Um antigo manual dos namorados publicado no século XIX recomendava: “O primeiro cuidado do cavalheiro ao simpatizar com uma senhorinha é não tentar fitá-la. Um olhar insistente compromete a dita senhorinha aos olhos paternos e pode provocar a atenção dos maldizentes... Se, por um revés da sorte, houver oposição, deve discretamente se afastar ou transmitir seus respeitosos sentimentos à gentil eleita. Não deve afrontá-la com bilhetes em termos que maculem a sua paz, quiçá vexatórios para a sua modéstia e candidez”.
As moças que desejassem muito se casar, mas encontravam dificuldades para tanto, costumavam rezar para os “santos casamenteiros”, como São Gonçalo e Santo Antônio. Nos casos de decepção amorosa, por exemplo, algumas moças mais desesperadas chegavam a esconder o Menino Jesus que o santo traz nos braços, até que ele lhes restituísse o namorado fujão. 
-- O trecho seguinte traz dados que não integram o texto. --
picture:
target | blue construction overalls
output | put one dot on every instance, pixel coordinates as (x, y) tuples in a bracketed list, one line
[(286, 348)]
A Igreja Católica não só permitia como defendia o direito dos escravos de se casarem, inclusive com pessoas livres. Os senhores mais ricos casavam seus escravos no mesmo dia em que batizavam as crianças nascidas no engenho. Assim, chamava-se um padre que realizava as duas cerimônias e depois havia uma “função”, uma festa ao som de batuques, violas e atabaques. Alguns escravos endividavam-se com os senhores para oferecer uma festa pelo casamento de seus filhos. Depois trabalhavam dobrado para pagar a dívida. A defesa do direito dos escravos de casar e levar uma vida conjugal como qualquer pessoa era uma das prioridades da Igreja, que colocava a necessidade do casamento acima de tudo.
Entre os ciganos moradores de cidades como o Rio de Janeiro, onde atuavam como comerciantes de escravos, os noivos, após a cerimônia religiosa, seguiam para a casa dos pais da noiva onde iam receber a bênção. Aí, a noiva recebia uma camisola coberta de bordados. Ela tinha que exibir, pela manhã, as marcas de sangue comprovando sua virgindade.  
Sabe-se também que as pessoas tinham várias crenças em relação ao dia do casamento. Não se devia casar em dia de Sant’Ana, pois a noiva podia morrer de parto. Durante a manhã que antecedia o casamento a noiva não podia ajudar na cozinha matando e preparando animais, nem sair de casa, exceto para ir à igreja, sem olhar para trás no caminho. Ao voltar para casa depois da cerimônia, o casal era recebido com foguetório e cantos de alegria. Uma grande comilança encerrava as bodas.